Quant à l’appréciation qu’ « il est temps d’offrir à l’Algérie… », elle n’engage que son auteur car Bouteflika peut estimer qu’il n’a rien à offrir d’autre à l’Algérie que son auguste personne puisque, à entendre ceux qui parlent pour lui, il lui a déjà tout offert.
J’ajouterais que notre mère-patrie l’Algérie n’a jamais été en droit d’exiger quoique ce soit, et que si elle avait disposé d’un tel droit elle se serait tournée vers le « système » et non vers le pauvre peuple dépourvu de tout pouvoir ou son élite, peut-être « éclairée », mais absolument impuissante. Ça rappelle l’histoire du muet qui demande à sa femme sourde de fermer la fenêtre parce qu’un aveugle les regarde.

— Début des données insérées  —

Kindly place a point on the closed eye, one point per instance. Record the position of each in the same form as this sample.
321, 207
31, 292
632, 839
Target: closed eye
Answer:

Si mystère il y a, si le 4e mandat se décline en deux volets dont nous ne connaissons que le premier, de nouvelles questions surgissent : n’y avait-il que ce chemin sinueux et périlleux pour aller vers une transition ?
N’était-ce pas un pari extrêmement dangereux que celui de miser sur un homme qui pouvait rechuter ou, à Dieu ne plaise, mourir avant l’arrivée au complet des échéances prévues par le mystérieux scenario (17 avril, amendement de la Constitution, etc) ? Bouteflika en aura-t-il la force et le temps ?
Le président Zéroual a aussi parlé de « contre-pouvoirs forts ». Où sont-ils, d’où vont-ils sortir dans l’état actuel du champ politique laminé par quinze ans de fermeture ? Est-il, comme Nostradamus, seul à voir ce que les autres ne voient pas ?
Le seul contre-pouvoir dont personne n’a jamais douté de son existence est celui constitué par l’Armée qui, tout en étant la source du pouvoir, pouvait s’ériger en contre-pouvoir en cas de péril imminent comme en 1992 quand elle a divergé avec Chadli.
Or certains indices montrent qu’elle a tourné le dos à la politique et s’en lave les mains dorénavant, soulevant du même coup L’INQUIETUDE DES CITOYENS OPPOSES AU 4E MANDAT QUI VOIENT DANS CE RETRAIT LE RISQUE QUE LA MAFIA POLITICO-FINANCIERE NE S’EMPARE « DEMOCRATIQUEMENT » DU POUVOIR.
C’EST CE QUI EXPLIQUE LEUR PEUR MAIS AUSSI LEUR DETERMINATION A DENONCER ET A S’OPPOSER A UNE TELLE PERSPECTIVE. C’EST CE QUI DECLENCHERAIT AUSSI UN DEUXIEME 1ER NOVEMBRE…
En conclusion, formulons le vœu en ce début de printemps algérien (je vise la saison, pas la « main de l’étranger ») que les prédictions du président Zéroual, au milieu de tant de mystères et de misères, ne mettront pas plusieurs siècles à se vérifier comme avec Nostradamus, et qu’on sera encore en vie pour assister à l’ « apocalypse » (le mot signifiait à l’origine « révélation ») annoncée. Nous sommes nombreux à lui faire confiance et à prier le Ciel qu’il en ira ainsi.